Reajuste: tem por intuito a correção monetária dos valores da tarifa e leva em consideração a variação do Índice de Preços ao Consumidor Amplo (IPCA). Acontece uma vez ao ano, sempre no aniversário do início da cobrança de pedágio.

Revisão: visa recompor o equilíbrio econômico-financeiro celebrado no contrato de concessão.

Nas revisões ordinárias, são feitas as compensações, na tarifa de pedágio, por descumprimentos de cláusulas contratuais, caso existam. Neste caso, pode haver, inclusive, decréscimo na tarifa básica, caso a fiscalização da Agência Nacional de Transportes Terrestres verifique que a concessionária deixou de cumprir alguma obrigação prevista para aquele ano.

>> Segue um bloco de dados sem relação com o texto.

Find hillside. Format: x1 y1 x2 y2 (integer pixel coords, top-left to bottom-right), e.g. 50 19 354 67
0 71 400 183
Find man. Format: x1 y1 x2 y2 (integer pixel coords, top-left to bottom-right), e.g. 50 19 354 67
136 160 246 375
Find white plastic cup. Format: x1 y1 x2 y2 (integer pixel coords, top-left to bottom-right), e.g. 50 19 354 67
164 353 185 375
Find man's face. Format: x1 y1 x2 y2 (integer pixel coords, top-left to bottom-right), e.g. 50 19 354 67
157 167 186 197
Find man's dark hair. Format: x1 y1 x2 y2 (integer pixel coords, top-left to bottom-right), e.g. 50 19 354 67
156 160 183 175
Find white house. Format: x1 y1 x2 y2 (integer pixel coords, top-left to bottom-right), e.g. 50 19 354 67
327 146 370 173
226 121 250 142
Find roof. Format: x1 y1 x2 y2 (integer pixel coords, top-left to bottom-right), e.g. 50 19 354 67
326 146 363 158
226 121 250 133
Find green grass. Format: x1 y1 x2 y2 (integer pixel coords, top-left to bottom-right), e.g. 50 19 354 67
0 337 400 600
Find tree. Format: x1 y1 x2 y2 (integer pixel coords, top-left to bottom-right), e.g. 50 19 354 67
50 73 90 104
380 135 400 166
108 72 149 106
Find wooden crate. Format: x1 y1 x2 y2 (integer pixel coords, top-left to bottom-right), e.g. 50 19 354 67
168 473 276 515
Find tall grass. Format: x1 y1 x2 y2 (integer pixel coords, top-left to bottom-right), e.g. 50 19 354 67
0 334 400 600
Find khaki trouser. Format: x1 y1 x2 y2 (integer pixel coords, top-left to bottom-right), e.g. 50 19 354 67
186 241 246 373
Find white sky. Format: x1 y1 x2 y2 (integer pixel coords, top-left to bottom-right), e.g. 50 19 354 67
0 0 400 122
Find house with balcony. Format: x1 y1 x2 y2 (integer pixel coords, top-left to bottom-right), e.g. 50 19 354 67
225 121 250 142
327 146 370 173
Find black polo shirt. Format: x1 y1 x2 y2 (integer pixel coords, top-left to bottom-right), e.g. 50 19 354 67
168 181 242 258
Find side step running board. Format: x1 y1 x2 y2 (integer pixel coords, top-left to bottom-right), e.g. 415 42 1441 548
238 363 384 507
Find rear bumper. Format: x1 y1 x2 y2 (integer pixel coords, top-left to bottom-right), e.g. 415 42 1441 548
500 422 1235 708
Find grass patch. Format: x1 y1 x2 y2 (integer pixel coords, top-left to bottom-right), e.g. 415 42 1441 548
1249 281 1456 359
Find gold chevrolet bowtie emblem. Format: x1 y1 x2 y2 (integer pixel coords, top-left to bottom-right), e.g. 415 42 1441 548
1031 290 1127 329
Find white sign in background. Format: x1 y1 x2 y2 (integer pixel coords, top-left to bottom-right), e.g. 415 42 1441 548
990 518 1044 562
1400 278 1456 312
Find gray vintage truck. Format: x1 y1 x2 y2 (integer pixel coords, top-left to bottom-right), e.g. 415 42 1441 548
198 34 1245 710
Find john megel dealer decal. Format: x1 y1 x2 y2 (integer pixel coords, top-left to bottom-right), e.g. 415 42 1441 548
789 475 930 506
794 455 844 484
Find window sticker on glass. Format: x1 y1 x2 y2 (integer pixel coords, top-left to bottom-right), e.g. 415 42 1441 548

Assim como o reajuste, a revisão ordinária acontece uma vez ao ano, sempre no aniversário do início da cobrança de pedágio.

As revisões extraordinárias podem ocorrer a qualquer tempo e abrigam os fatores de desequilíbrios derivados da inclusão de novas obrigações não previstas inicialmente no contrato, ou da postergação de obras previstas, a exemplo de inclusão de novas obras.

Arredondamento tarifário: tem por finalidade facilitar a fluidez do tráfego nas praças de pedágio e prevê que as tarifas da categoria 1 de veículos devem ser múltiplas de R$ 0,10. Os efeitos econômicos do arredondamento são sempre compensados no processo de revisão subsequente. Ou seja, se neste ano a tarifa foi arredondada para cima, no próximo ano, será reequilibrada para baixo.

Concessão

Com 402 quilômetros de extensão, a BR-116 (Rio de Janeiro – São Paulo) foi concedida para iniciativa privada com o objetivo de exploração da infraestrutura, em 1º de março de 1996, pelo período de 25 anos.

A Diretoria da Agência Nacional de Transportes Terrestres aprovou, recentemente, o termo aditivo contratual para estender, pelo prazo de 12 meses, o período de concessão.